L’attività scientifica, che ha portato alla stesura di circa 200 pubblicazioni, inizia con uno studio sul popolamento vegetale delle stazioni salse padane. Prosegue quindi con numerose ricerche di campagna, condotte spesso in compagnia del marito petrografo, il Prof. Mario Bertolani, e di altri studiosi dell’Università di Modena esperti in diverse discipline naturalistiche. La ricerca sui pollini (palinologia), filone principale delle sue indagini, inizia nei primi anni ‘50; viene rivolta sia alla vegetazione attuale che a quella del passato (Plio-Pleistocene), spesso integrata con ricerche floristico-fitogeografiche e xilotomiche e talvolta impiegata con risvolti applicativi (archeopalinologia, criminopalinologia, aeropalinologia). Per ampliare le proprie conoscenze soggiorna in varie istituzioni estere: in Germania, Polonia e Francia. Partecipa a numerosi congressi internazionali e nazionali e viene chiamata a tenere corsi, anche internazionali, altamente qualificati.

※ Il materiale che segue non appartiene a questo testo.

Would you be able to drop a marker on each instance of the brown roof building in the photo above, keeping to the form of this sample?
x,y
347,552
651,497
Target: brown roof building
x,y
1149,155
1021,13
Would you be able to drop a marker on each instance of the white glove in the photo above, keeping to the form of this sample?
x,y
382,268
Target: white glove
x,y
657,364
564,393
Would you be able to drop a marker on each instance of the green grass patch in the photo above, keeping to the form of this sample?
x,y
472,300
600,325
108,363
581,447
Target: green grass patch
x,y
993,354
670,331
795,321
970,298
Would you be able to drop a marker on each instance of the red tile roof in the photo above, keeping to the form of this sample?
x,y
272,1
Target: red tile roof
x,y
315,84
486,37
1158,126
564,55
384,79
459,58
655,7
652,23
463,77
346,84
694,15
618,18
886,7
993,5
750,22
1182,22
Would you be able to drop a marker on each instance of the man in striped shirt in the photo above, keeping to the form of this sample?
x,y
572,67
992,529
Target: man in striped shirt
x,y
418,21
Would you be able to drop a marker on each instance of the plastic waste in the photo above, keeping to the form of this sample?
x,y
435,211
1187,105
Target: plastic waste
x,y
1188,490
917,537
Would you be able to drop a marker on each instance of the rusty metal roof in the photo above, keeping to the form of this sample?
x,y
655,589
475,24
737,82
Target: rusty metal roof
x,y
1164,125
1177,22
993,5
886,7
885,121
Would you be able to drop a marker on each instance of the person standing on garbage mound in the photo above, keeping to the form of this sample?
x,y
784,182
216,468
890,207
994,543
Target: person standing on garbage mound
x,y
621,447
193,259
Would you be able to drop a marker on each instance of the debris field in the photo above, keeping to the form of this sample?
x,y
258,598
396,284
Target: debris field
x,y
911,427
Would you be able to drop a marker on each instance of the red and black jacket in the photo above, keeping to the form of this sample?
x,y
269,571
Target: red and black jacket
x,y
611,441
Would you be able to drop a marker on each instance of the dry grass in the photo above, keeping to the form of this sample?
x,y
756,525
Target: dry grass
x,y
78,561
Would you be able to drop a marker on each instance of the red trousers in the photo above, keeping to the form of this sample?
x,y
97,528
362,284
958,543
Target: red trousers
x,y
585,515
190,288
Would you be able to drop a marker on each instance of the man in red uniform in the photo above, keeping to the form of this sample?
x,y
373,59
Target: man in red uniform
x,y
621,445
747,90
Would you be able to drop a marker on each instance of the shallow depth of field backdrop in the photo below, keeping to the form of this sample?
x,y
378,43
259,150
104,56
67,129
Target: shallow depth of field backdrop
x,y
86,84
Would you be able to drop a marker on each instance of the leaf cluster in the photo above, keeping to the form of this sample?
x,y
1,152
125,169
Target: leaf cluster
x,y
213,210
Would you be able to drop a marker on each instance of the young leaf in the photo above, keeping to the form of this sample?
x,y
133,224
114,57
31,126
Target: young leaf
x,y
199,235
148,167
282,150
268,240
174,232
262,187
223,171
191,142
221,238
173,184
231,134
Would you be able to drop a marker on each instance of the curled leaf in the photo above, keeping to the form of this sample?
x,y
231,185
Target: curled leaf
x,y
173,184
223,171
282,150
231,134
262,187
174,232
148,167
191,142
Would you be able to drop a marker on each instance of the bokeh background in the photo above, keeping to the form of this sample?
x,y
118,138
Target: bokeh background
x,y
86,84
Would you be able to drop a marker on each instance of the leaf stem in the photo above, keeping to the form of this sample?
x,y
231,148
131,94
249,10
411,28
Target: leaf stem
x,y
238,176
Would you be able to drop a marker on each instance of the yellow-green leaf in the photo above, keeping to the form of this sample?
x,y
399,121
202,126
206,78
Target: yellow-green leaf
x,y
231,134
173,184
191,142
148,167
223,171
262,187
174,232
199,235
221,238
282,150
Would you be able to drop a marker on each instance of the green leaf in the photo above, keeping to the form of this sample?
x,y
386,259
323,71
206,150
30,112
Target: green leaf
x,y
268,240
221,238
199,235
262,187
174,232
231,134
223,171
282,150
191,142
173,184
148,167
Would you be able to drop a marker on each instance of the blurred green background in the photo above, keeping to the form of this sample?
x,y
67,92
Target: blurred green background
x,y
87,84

Di particolare rilievo sono gli studi paleopalinologici, originali e prioritari in Italia, in grado di individuare i piani di vegetazione del Messiniano (Miocene terminale) e di mettere in luce nuovi aspetti paleoclimatici di quel periodo.

Sinteticamente, gli argomenti sviluppati nei suoi lavori sono:

– paleoambienti e piani di vegetazione del Messiniano (Miocene terminale);

– mutamenti paleoecologici al passaggio Plio-Pleistocenico;

– ricostruzione di vicende floristico-climatiche del Postglaciale e collegamenti con la vegetazione attuale;

– archeopalinologia;

– palino-paleocartografia;

– criminopalinologia;

– indirizzi applicativo-ambientali sul tema del ripristino in seguito ad attività estrattive;

– vegetazione attuale.

In questi ambiti collabora a vari gruppi di lavoro e coordina numerose unità di ricerca.

E’ stata socia di numerose società scientifiche nazionali ed internazionali.

Rilevante è l’impegno nella cura e promozione dell’Orto Botanico dell’Università di Modena; è inoltre da ricordare l’attività di consulenza per il Giardino Esperia di Sestola e il Parco della Resistenza di Formigine.